DB_POOL_RECYCLE=3600         # Recycle connections after 1 hour
DB_MAX_RETRIES=5             # Retry attempts on failure
DB_RETRY_INTERVAL_MS=2000    # Retry interval

Configuration in Code¶

# mcpgateway/config.py
@property
def database_settings(self) -> dict:
    return {
        "pool_size": self.db_pool_size,          # 50
        "max_overflow": self.db_max_overflow,    # 10
        "pool_timeout": self.db_pool_timeout,    # 60s
        "pool_recycle": self.db_pool_recycle,    # 3600s
    }

PostgreSQL Configuration¶

Calculate max_connections¶

# Formula
max_connections = (num_pods × num_workers × pool_size × 1.2) + buffer

# Example: 10 pods, 8 workers, 50 pool size
max_connections = (10 × 8 × 50 × 1.2) + 200 = 5000 connections

PostgreSQL Configuration File¶

# postgresql.conf
max_connections = 5000
shared_buffers = 16GB              # 25% of RAM
effective_cache_size = 48GB        # 75% of RAM
work_mem = 16MB                    # Per operation
maintenance_work_mem = 2GB

Managed Services¶

IBM Cloud Databases for PostgreSQL:

# Increase max_connections via CLI
ibmcloud cdb deployment-configuration postgres \
  --configuration max_connections=5000

AWS RDS:

# Via parameter group
max_connections = {DBInstanceClassMemory/9531392}

Google Cloud SQL:

# Auto-scales based on instance size
# 4 vCPU = 400 connections
# 8 vCPU = 800 connections

Connection Pool Monitoring¶

# Health endpoint checks pool status
@app.get("/health")
async def healthcheck(db: Session = Depends(get_db)):
    try:
        db.execute(text("SELECT 1"))
        return {"status": "healthy"}
    except Exception as e:
        return {"status": "unhealthy", "error": str(e)}

# Check PostgreSQL connections
kubectl exec -it postgres-pod -- psql -U admin -d postgresdb \
  -c "SELECT count(*) FROM pg_stat_activity;"

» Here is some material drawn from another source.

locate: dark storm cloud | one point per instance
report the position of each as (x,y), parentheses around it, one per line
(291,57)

6. Redis for Distributed Caching¶

Architecture¶

Redis provides shared state across all Gateway pods:

Session storage: User sessions (TTL: 3600s)
Message cache: Ephemeral data (TTL: 600s)
Federation cache: Gateway peer discovery

Configuration¶

Enable Redis Caching¶

# .env or Kubernetes ConfigMap
CACHE_TYPE=redis
REDIS_URL=redis://redis-service:6379/0
CACHE_PREFIX=mcpgw:
SESSION_TTL=3600
MESSAGE_TTL=600
REDIS_MAX_RETRIES=3
REDIS_RETRY_INTERVAL_MS=2000

Kubernetes Deployment¶

# charts/mcp-stack/values.yaml
redis:
  enabled: true

  resources:
    limits:
      cpu: 2000m
      memory: 4Gi
    requests:
      cpu: 1000m
      memory: 2Gi

  # Enable persistence
  persistence:
    enabled: true
    size: 10Gi

Redis Sizing¶

Memory calculation:

Sessions: concurrent_users × 50KB
Messages: messages_per_minute × 100KB × (TTL/60)

Example:

10,000 users × 50KB = 500MB
1,000 msg/min × 100KB × 10min = 1GB
Total: 1.5GB + 50% overhead = 2.5GB

High Availability¶

Redis Sentinel (3+ nodes):

redis:
  sentinel:
    enabled: true
    quorum: 2

  replicas: 3  # 1 primary + 2 replicas

Redis Cluster (6+ nodes):

REDIS_URL=redis://redis-cluster:6379/0?cluster=true

7. Performance Tuning¶

Application Architecture Performance¶

MCP Gateway's technology stack is optimized for high performance:

Rust-Powered Components:

Pydantic v2 (5-50x faster validation via Rust core)
Uvicorn (ASGI server with Rust-based httptools)

Async-First Design:

FastAPI (async request handling)
SQLAlchemy 2.0 (async database operations)
asyncio event loop per worker

Performance characteristics:

Request validation: < 1ms (Pydantic v2 Rust core)
JSON serialization: 3-5x faster than pure Python
Database queries: Non-blocking async I/O
Concurrent requests per worker: 1000+ (async event loop)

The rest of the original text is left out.